После ужина он принимает ванну, и я у себя в комнате слышу, как за стеной перекатывается вода каждый раз, когда он шевелится. Через двадцать минут он выходит из ванной в той же одежде, свежевыбритый, влажные волосы аккуратно зачесаны назад.
– Я ухожу, – говорит он, – квартира вся твоя. – Он идет по коридору к маленькой спальне, несет зубную щетку и полотенце. Из ванной тянет влажным воздухом, который пахнет его кремом после бритья.
– Зачем вы сюда приехали? – выпаливаю я, когда он снова выходит в коридор. И немедленно об этом жалею – не так я собиралась задать этот вопрос. Я хотела дать ему знать, что понимаю – все это шарада, которую мы разыгрываем ради отца. Поэтому я поспешно добавляю: – Просто проверить, не протекло ли где?
– Кое с кем повидаться, – отвечает он, и по тому, как он это говорит, засовывая руки в карманы, я чувствую, что речь идет о женщине. Я второй раз удивляюсь сама себе, тому, какое разочарование я ощущаю от его ответа. Не это я рассчитывала от него услышать – хотя чего я, собственно, ждала? Что он скажет, будто приехал из-за меня?
А потом я сама себя удивляю еще раз – через пару минут после того, как он выходит из дома, я покидаю квартиру и сбегаю вниз по лестнице. Я следую за ним по улице, держась на некотором расстоянии. Он проходит под деревом шелковицы, и я тоже. Он переходит на другую сторону, и я тоже. Он останавливается посмотреть на высокое здание, которое строят неподалеку, и я тоже останавливаюсь и смотрю вверх. Мне кажется, я еще очень долго могу так идти, следуя тенью за чужой жизнью.
Вскоре мы доходим до незнакомой для меня части города, и тут все выглядит еще более потрепанным. Балконы будто держатся на паре винтиков. Он заходит в булочную и выходит, держа перевязанную бечевкой коробку. Печенье? Какое именно? Или пирожные? Любимые пирожные этой женщины, которые стали уже неизменной частью его визита и она каждый раз их ждет? Незнакомец смотрит через улицу, и на секунду мне кажется, что его взгляд пересекается с моим. Но на лице его ничего не отражается, он отворачивается и идет дальше. Через несколько кварталов он заходит в супермаркет, и на этот раз я прячусь за машиной, пока он не выходит с пластиковым пакетом.
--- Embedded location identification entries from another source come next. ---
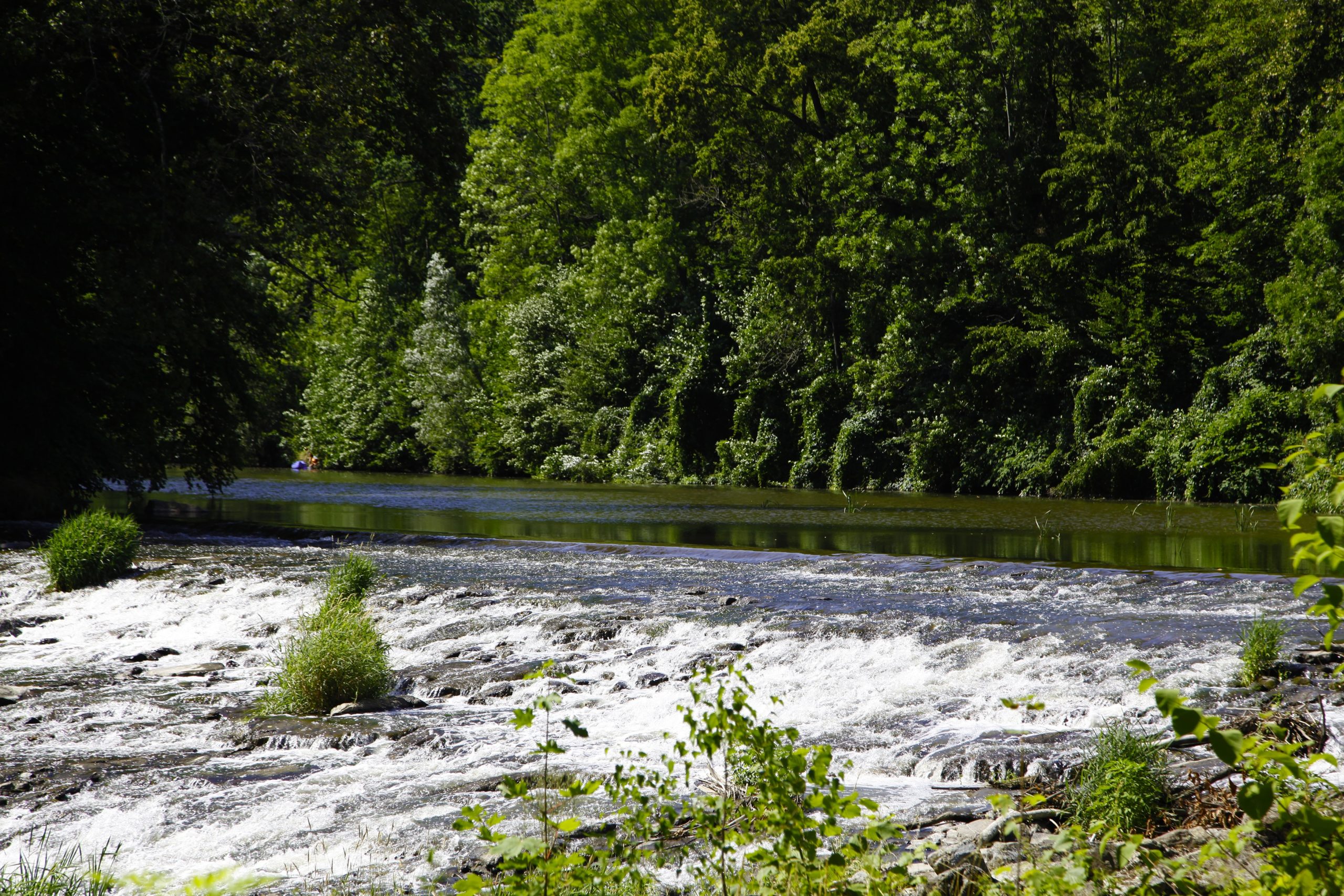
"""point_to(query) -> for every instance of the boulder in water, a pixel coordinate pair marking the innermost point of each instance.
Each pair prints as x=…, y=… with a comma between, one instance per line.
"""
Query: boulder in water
x=377, y=704
x=183, y=672
x=151, y=656
x=14, y=693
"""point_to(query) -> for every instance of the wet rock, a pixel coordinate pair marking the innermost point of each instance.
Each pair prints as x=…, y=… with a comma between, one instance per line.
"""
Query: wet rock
x=1319, y=657
x=313, y=733
x=963, y=856
x=185, y=672
x=150, y=656
x=377, y=704
x=1000, y=855
x=995, y=830
x=1184, y=840
x=14, y=693
x=13, y=625
x=463, y=676
x=502, y=690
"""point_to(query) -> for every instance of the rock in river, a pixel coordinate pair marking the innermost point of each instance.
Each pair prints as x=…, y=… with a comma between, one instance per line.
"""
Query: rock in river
x=181, y=672
x=14, y=693
x=377, y=704
x=150, y=656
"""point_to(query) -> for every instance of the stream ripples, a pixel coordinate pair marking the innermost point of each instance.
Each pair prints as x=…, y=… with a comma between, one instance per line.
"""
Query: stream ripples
x=899, y=662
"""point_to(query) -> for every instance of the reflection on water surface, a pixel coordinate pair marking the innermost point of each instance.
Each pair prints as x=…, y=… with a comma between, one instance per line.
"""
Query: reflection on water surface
x=1104, y=534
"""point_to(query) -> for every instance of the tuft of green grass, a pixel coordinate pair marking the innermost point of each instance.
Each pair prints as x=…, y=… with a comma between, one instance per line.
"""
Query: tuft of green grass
x=45, y=871
x=90, y=549
x=1124, y=782
x=351, y=581
x=338, y=655
x=1263, y=640
x=334, y=660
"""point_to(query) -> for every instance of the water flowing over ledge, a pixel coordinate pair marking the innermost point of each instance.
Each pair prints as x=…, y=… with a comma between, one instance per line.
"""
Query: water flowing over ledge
x=897, y=661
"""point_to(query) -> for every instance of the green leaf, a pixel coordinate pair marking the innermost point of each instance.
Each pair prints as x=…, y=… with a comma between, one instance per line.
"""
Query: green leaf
x=1227, y=746
x=1167, y=700
x=1331, y=530
x=469, y=884
x=1256, y=797
x=1303, y=583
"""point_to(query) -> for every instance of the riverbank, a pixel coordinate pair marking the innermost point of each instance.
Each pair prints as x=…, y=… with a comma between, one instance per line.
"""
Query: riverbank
x=899, y=662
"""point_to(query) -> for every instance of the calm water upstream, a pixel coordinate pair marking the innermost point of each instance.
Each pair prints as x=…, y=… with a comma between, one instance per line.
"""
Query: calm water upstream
x=873, y=644
x=1107, y=534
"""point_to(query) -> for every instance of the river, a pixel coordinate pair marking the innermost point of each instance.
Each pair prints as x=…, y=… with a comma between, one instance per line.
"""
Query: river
x=890, y=633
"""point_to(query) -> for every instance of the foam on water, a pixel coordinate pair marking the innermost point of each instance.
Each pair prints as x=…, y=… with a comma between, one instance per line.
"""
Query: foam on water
x=897, y=662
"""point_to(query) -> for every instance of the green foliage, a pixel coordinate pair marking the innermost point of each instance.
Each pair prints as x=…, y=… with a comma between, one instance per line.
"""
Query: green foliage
x=338, y=655
x=768, y=820
x=46, y=871
x=1263, y=640
x=1124, y=782
x=90, y=549
x=351, y=582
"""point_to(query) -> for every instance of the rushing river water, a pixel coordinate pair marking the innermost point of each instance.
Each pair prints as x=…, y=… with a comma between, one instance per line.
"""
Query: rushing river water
x=897, y=660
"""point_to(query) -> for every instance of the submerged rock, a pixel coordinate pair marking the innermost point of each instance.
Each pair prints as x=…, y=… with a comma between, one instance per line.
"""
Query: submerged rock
x=151, y=656
x=183, y=672
x=13, y=625
x=377, y=704
x=14, y=693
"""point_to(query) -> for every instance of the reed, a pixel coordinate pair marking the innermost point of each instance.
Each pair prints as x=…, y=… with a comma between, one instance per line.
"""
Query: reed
x=90, y=549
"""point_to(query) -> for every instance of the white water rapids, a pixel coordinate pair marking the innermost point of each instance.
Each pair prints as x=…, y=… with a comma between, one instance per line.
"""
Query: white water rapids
x=897, y=662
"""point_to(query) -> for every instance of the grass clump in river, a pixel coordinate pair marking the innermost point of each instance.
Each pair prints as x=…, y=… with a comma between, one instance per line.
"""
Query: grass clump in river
x=338, y=656
x=90, y=549
x=56, y=872
x=1263, y=640
x=1122, y=782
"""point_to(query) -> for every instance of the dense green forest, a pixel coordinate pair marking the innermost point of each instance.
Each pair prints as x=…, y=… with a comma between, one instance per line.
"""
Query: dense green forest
x=1085, y=248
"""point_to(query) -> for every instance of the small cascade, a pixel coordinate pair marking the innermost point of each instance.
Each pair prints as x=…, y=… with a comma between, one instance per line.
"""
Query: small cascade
x=899, y=662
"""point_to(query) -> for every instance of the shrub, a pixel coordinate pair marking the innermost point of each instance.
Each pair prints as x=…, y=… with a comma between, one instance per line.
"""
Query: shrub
x=340, y=660
x=1122, y=782
x=1261, y=641
x=90, y=549
x=338, y=656
x=351, y=581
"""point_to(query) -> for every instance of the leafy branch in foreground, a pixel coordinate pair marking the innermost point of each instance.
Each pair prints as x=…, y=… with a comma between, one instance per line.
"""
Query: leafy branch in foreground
x=790, y=827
Уже стемнело. Незнакомец, Вооз – если его и правда так зовут, – так и шагает где-то впереди. Мы уже почти час идем. Но меня это не беспокоит, я всегда любила ходить пешком. Отец часто рассказывал, что даже в детстве я в состоянии была ходить на дальние расстояния и никогда не жаловалась. Если б не жажда и не то, что я выбежала из дома, не взяв кошелька, я бы всю ночь так могла идти. Но мне уже начинает ужасно хотеться пить, и я вспоминаю об этом каждый раз, когда мы проходим мимо проволочного контейнера для мусора, наполненного оттисками чужой утоленной жажды.
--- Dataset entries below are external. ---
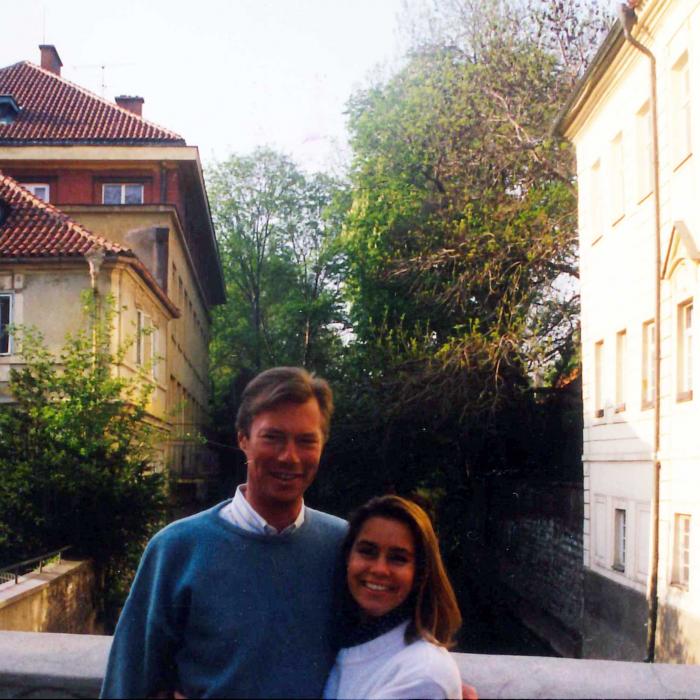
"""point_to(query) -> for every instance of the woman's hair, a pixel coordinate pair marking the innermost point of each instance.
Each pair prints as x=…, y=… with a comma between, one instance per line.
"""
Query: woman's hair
x=436, y=615
x=279, y=385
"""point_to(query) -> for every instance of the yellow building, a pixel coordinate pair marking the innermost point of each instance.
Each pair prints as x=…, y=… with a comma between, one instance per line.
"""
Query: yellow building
x=139, y=189
x=635, y=121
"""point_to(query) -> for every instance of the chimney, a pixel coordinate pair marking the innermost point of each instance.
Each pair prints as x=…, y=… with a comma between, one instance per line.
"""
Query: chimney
x=132, y=103
x=50, y=60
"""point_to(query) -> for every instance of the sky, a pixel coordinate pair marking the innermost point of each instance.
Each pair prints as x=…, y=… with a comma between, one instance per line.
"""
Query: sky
x=227, y=75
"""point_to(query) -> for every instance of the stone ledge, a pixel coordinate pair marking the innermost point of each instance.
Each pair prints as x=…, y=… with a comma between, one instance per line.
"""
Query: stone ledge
x=34, y=665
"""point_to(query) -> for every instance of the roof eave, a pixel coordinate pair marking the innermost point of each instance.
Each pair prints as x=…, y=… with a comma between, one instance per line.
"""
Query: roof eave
x=601, y=62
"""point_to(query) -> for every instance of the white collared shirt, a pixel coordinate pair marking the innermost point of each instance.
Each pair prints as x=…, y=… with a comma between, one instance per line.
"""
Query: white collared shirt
x=241, y=514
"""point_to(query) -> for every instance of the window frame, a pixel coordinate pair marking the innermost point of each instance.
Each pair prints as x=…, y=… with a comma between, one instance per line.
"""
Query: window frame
x=680, y=564
x=648, y=364
x=32, y=186
x=645, y=172
x=617, y=190
x=599, y=379
x=122, y=193
x=619, y=539
x=10, y=319
x=684, y=355
x=681, y=110
x=621, y=363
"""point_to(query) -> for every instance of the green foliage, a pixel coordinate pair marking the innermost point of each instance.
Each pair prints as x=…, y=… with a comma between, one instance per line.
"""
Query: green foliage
x=277, y=230
x=76, y=453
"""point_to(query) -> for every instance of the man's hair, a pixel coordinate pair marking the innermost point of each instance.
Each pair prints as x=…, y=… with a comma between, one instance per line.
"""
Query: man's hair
x=280, y=385
x=435, y=615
Наконец незнакомец останавливается у приземистого оштукатуренного многоквартирного дома. Садик перед домом зарос – у самого входа огромный куст, а фасад частично закрывают темные блестящие листья одичавшего на вид дерева. Незнакомец медлит, поднимает голову, а я вижу сквозь листья, что в окнах на первом этаже горит свет. Он заходит в садик, но в здание не входит, а сворачивает в боковую аллею. Оттуда выбегают четыре или пять тощих кошек. Они вьются вокруг его ног и мурлычут, пока он достает консервные банки из пакета, с которым вышел из супермаркета. Сняв крышки, незнакомец расставляет банки на земле. Кошки набрасываются на еду, из кустов выбегает еще несколько. Пустые банки он отбрасывает ногой в сторону, и кошки нервно отбегают. Он что-то говорит, успокаивает их, и они возвращаются к еде. Я стою в свете фонаря, мне уже все равно, видит он меня или нет. Но если незнакомец и заметил меня, то виду не подает. Он запихивает пакет в карман и возвращается к главному входу, снова медлит, словно пытаясь что-то унюхать в ночном воздухе, и снова смотрит вверх, на освещенные окна, полускрытые листвой. Ветки шевелятся на ветру, постукивают о стекло, а он стоит, позванивая мелочью и ключами в кармане, будто пытается выбрать один из двух вариантов. Потом он расправляет плечи, быстрым шагом проходит по дорожке и скрывается в темном подъезде. Какая-то кошка испускает вопль, где-то включен телевизор, но в остальном стоит тишина. На мгновение мне кажется, что я слышу волны, но это просто ветерок все громче шелестит листвой. Я перехожу на другую сторону пустой улицы, но оттуда еще сложнее заглянуть в окна. Явно придется лезть на дерево.